A late lunch on Monday allowed me to catch the live vote from the House of Representatives on the cable news channels as the compromise measure for the bailout of our financial institutions was taking place. One by one as the members of the House voted, Wall Street kept watch. In a smaller box on the TV screen the numbers of the Dow were being monitored. Down and down they fell to over 700 before climbing again, and hanging around 500 for a period of time in the afternoon. In the final minutes of the trading day, as we all know, the bottom fell out and the market closed 777 points lower, the largest point loss of any day in history. That translated into a $1.1 trillion loss in the market.
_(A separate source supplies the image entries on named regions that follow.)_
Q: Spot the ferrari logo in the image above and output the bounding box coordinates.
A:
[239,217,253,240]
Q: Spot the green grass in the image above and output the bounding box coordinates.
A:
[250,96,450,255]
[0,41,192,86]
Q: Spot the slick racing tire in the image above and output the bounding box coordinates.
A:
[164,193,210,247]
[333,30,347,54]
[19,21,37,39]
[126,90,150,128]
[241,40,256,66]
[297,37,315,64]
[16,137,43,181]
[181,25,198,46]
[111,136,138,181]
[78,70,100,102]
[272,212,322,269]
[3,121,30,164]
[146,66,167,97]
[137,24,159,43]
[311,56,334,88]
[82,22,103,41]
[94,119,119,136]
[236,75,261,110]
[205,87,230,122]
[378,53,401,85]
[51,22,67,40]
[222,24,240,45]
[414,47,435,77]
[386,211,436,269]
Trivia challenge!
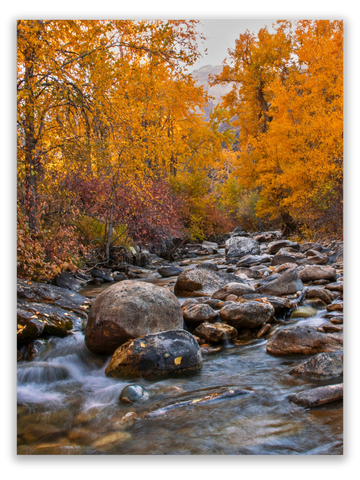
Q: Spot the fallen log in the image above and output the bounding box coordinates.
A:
[145,388,252,418]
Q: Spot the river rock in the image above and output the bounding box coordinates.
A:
[193,322,237,343]
[182,303,217,325]
[157,265,184,278]
[105,329,203,378]
[85,280,183,355]
[268,240,300,255]
[211,282,255,300]
[240,293,291,315]
[289,352,344,380]
[51,272,81,292]
[289,383,344,407]
[225,236,260,260]
[119,385,150,403]
[219,300,275,329]
[236,254,271,267]
[174,268,245,297]
[270,255,296,267]
[16,278,89,320]
[256,270,304,296]
[266,325,343,355]
[299,265,336,282]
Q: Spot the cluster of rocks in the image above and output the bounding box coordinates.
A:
[17,227,343,405]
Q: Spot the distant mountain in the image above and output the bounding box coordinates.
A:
[191,65,232,120]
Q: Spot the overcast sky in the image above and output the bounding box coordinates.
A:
[192,19,276,69]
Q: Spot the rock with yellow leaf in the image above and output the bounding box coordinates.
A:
[105,329,203,378]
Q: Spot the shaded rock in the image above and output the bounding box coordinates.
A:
[157,266,184,278]
[225,236,260,260]
[256,270,304,296]
[270,255,296,267]
[241,293,291,315]
[90,268,114,282]
[305,287,332,304]
[16,278,89,320]
[266,325,343,355]
[119,385,150,403]
[256,323,271,338]
[289,383,344,407]
[174,268,245,297]
[193,322,237,343]
[85,280,183,355]
[182,303,217,324]
[299,265,336,282]
[219,300,275,329]
[211,282,255,300]
[236,254,271,267]
[268,240,300,255]
[105,329,203,378]
[51,272,81,292]
[289,352,344,380]
[290,305,317,318]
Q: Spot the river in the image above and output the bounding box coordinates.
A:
[17,256,343,455]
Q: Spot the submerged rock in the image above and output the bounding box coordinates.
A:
[105,329,203,378]
[266,325,343,355]
[289,352,344,379]
[289,383,344,407]
[85,280,183,355]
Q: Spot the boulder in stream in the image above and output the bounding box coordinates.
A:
[105,329,203,378]
[85,280,183,355]
[174,266,246,297]
[266,325,343,355]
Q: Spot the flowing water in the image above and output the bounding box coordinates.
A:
[17,253,343,455]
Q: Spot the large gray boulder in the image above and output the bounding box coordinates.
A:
[174,268,246,297]
[256,269,304,296]
[85,280,183,355]
[105,329,203,378]
[289,352,344,380]
[225,236,260,260]
[266,325,343,355]
[299,265,336,282]
[219,300,275,329]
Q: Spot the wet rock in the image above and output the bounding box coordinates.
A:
[90,268,114,282]
[51,272,81,292]
[16,278,89,319]
[105,329,203,378]
[299,265,336,282]
[236,254,271,267]
[289,352,344,380]
[120,385,150,403]
[193,322,238,343]
[326,300,344,312]
[157,266,184,278]
[241,293,291,315]
[85,280,183,355]
[256,270,304,296]
[290,305,317,318]
[270,255,296,267]
[256,323,271,338]
[289,383,344,407]
[211,282,255,300]
[268,240,300,255]
[182,303,217,325]
[219,300,275,329]
[174,268,245,297]
[266,325,343,355]
[225,236,260,260]
[305,287,332,304]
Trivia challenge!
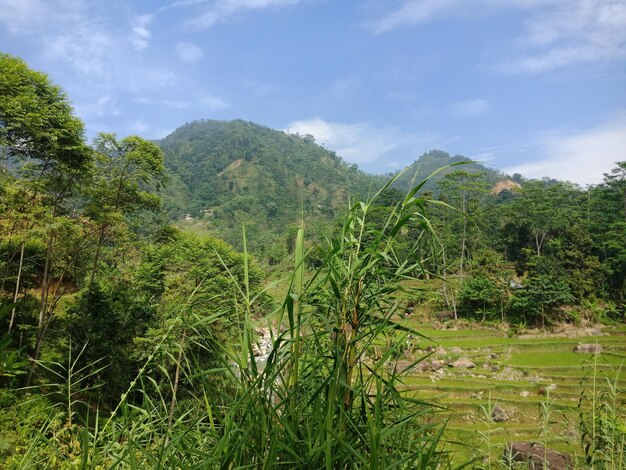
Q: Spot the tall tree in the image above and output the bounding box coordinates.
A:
[86,133,165,286]
[0,54,92,382]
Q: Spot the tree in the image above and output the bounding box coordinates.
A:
[86,133,165,286]
[511,256,574,326]
[0,54,92,383]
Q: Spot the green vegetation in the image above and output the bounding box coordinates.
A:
[0,54,626,469]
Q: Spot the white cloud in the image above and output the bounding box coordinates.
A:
[504,116,626,185]
[0,0,47,34]
[450,98,489,119]
[198,93,230,111]
[176,42,204,63]
[371,0,463,33]
[286,118,435,164]
[159,0,306,29]
[131,15,153,52]
[369,0,626,74]
[503,0,626,74]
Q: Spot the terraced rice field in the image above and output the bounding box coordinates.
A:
[394,325,626,468]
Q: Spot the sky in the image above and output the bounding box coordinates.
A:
[0,0,626,186]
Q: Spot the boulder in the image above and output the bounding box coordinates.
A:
[574,344,602,354]
[449,357,476,369]
[537,384,556,395]
[415,359,445,372]
[503,442,574,470]
[491,405,511,423]
[436,310,455,321]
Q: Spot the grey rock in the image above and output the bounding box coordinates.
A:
[503,442,574,470]
[574,344,602,354]
[491,405,511,423]
[450,357,476,369]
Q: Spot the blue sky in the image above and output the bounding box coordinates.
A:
[0,0,626,185]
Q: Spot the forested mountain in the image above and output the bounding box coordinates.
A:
[394,150,507,194]
[159,120,383,262]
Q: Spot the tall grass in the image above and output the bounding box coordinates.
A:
[578,354,626,470]
[6,168,458,469]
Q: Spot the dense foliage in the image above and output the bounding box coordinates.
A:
[0,54,626,469]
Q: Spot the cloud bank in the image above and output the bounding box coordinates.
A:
[286,118,437,169]
[504,116,626,186]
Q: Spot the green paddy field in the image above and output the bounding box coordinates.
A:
[394,320,626,468]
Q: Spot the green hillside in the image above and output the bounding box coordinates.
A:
[395,150,506,193]
[159,120,383,263]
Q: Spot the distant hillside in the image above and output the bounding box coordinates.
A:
[159,120,382,256]
[394,150,506,194]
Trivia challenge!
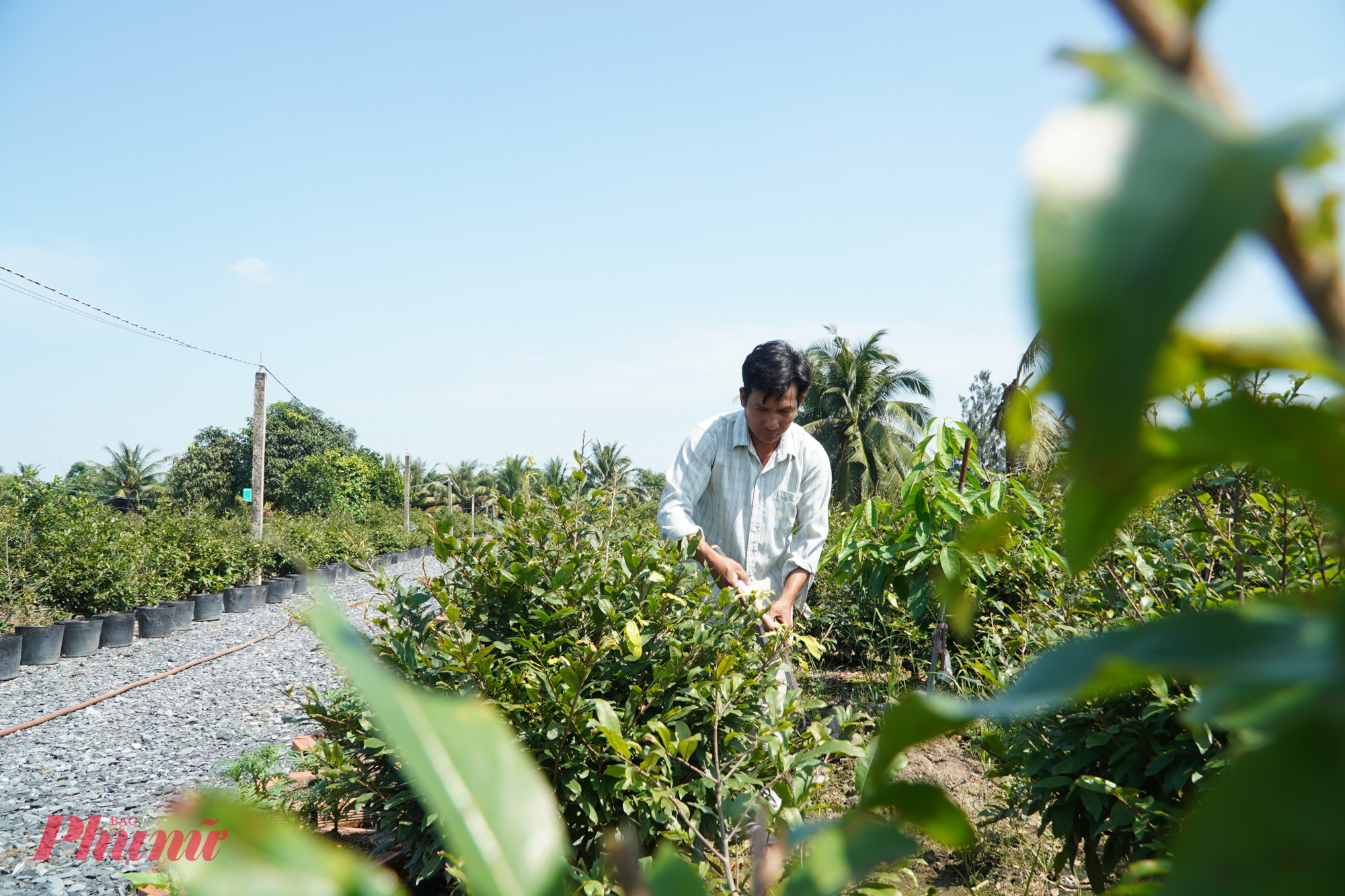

Some of my readers on Monday took exception to my anger…..and yes it is OK to be angry and pissed…. over the fact that some in our country have put us on this road that we now must travel. I am not the only one that spent a chunk of the afternoon stung by disbelief as CNN and MSNBC broadcast the news that only kept getting worse. To see the brokers on Wall Street standing and watching the same newscasts as I was, knowing that they were as perplexed and justifiably angry as I was, provided no comfort.
We have all lived with a high degree of anxiety on a daily basis over these last eight years. From a most curious election outcome in 2000, the terrorist attack on 9/11, the American invasion of Iraq, and now to the economic calamity has produced an electorate with more pessimism than anything else in our daily outlook. It is very unsettling. This is indeed a sad state of affairs for what we are led to believe is ‘the greatest nation in the world’. This afternoon it felt like we were slipping fast, and were totally out of control. Even those who swore an oath to deal with the complexities of the nation seemed unable to stand up to the winds of uncertainty. It left many Americans justifiably nervous.
For me to write that it did not have to be this way goes without saying. The actions, or lack of them over the past few days in Congress with bailout legislation, coupled with the greed and ethical lapses that have plagued so much of our society over the past decade, makes me very aware that we are on the wrong track as a nation. The fact that we are now all facing uncertain times due to the lack of strict regulations, and the absence of sober reasoning over the financial affairs of the nation should make us all angry. Those who chide us for being angry might just be ashamed of their role in creating the problems we face.
When we wake up on Tuesday we will face the news of bad market reports from the other side of the world. And we should brace ourselves for a rocky ride that might lead to more historic moments, none of which we will greet with enthusiasm.